What then is the situation with regard to private entities? In terms of the BEE Act and the current Code of Good Practice only government entities need to consider a private entity’s BEE status. Thus if a South African company wishes to supply goods or services to government it must be black empowered (ignoring for the moment the different levels introduced by the Scorecards). One of the recognised ways which may contribute to a private entity’s black empowerment is if that entity itself enforces black preferential procurement. As preferential procurement is one of the major contributors (roughly 20% for small entities) to a private entity’s BEE status it is a necessity, in most cases, to procure goods or services from black-owned or black-empowered enterprises. Therefore although our BEE legislation does not force private entities to become black-empowered, it does effectively do so if your enterprise wants to supply goods or service to government. The downstream effect is that most companies will need to become black-empowered as invariably almost all private companies will feel pressure to become black-empowered.
Let us pretend for the moment that you are small private entity who supplies goods to another South African firm which provides services to a government entity. You will need to be black-empowered as this other private entity will surely exert pressure on you to be his preferred black-empowered provider. Perhaps due to your size, or whatever other reason, a major contributor to your BEE status is black preferential procurement. You in turn are forced to exert pressure on your suppliers to also become black-empowered. What do you stand to do if your only suppliers are located outside South Africa? For one, they may not stand a chance of being black-empowered. Do you have to limit your procurement from them and increase your procurement from a South African black-empowered entity in order to continue supplying services to the government? Does this not effectively contravene the National Treatment principal as that foreign supplier is not supplying to the South African government within the conditions laid down by the exceptions to the National Treatment principal?

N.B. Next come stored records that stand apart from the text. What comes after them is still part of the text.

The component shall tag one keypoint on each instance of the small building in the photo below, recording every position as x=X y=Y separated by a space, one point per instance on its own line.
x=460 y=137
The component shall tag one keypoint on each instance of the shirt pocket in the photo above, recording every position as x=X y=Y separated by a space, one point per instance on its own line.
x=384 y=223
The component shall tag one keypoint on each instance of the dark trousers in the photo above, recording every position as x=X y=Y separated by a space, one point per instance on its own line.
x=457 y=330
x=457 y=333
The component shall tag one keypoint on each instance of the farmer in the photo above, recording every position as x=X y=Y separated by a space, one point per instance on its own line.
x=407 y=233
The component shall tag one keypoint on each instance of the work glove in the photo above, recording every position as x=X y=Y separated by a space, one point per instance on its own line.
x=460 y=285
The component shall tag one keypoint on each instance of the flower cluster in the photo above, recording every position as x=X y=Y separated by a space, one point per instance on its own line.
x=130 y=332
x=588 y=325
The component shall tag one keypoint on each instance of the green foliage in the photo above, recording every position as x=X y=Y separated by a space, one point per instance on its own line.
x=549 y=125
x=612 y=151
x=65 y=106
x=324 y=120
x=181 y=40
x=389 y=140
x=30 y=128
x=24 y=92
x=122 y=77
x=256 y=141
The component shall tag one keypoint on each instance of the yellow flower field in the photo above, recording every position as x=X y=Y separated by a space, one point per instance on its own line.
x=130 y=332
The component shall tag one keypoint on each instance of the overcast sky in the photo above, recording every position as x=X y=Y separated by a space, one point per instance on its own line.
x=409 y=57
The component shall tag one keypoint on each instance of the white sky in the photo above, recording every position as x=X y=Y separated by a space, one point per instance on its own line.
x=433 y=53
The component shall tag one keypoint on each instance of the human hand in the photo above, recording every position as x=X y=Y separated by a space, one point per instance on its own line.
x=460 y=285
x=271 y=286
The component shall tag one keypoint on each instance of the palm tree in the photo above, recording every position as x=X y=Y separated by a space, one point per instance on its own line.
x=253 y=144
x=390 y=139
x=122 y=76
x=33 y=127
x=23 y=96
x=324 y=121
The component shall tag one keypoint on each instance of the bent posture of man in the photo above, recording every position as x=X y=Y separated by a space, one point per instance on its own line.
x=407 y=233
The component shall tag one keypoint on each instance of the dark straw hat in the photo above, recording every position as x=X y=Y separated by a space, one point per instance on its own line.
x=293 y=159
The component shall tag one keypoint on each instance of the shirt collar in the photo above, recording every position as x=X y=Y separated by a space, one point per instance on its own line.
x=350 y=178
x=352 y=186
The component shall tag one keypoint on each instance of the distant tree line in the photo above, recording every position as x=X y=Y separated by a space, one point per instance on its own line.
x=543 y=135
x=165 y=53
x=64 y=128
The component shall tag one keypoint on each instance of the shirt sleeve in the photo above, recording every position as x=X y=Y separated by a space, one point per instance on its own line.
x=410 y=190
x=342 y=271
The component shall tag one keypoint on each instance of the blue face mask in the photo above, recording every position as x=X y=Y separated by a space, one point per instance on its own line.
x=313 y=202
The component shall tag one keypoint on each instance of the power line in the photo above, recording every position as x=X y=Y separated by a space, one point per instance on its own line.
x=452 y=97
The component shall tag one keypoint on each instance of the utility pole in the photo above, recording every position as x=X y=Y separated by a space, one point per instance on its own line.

Would this ‘unforeseen’ consequence of BEE legislation not qualify as a law that, at face value, does not discriminate against foreigners although the downstream effect does indeed (indirectly) do just that? Would other WTO Members not be able to argue that South Africa’s BEE legislation contravenes the exception which allows a government to discriminate against foreigners when government procurement is involved? Of course it could be possible to argue both for and against BEE, but the question should perhaps be if any WTO Member would risk doing so? This is especially true given that under GATT’s article 20 and GATS’ article 14 we have general exceptions (such as public morals) to unjustifiable discrimination against other countries. It could be argued that BEE is a moral protection infused into the South African society as a protection against the highly immoral legacy of Apartheid. If South Africa does take this defence it would be politically thorny for any WTO Member to take issue with South Africa in the WTO as they would be seen to be attacking the laudable mechanics which are redressing Apartheid.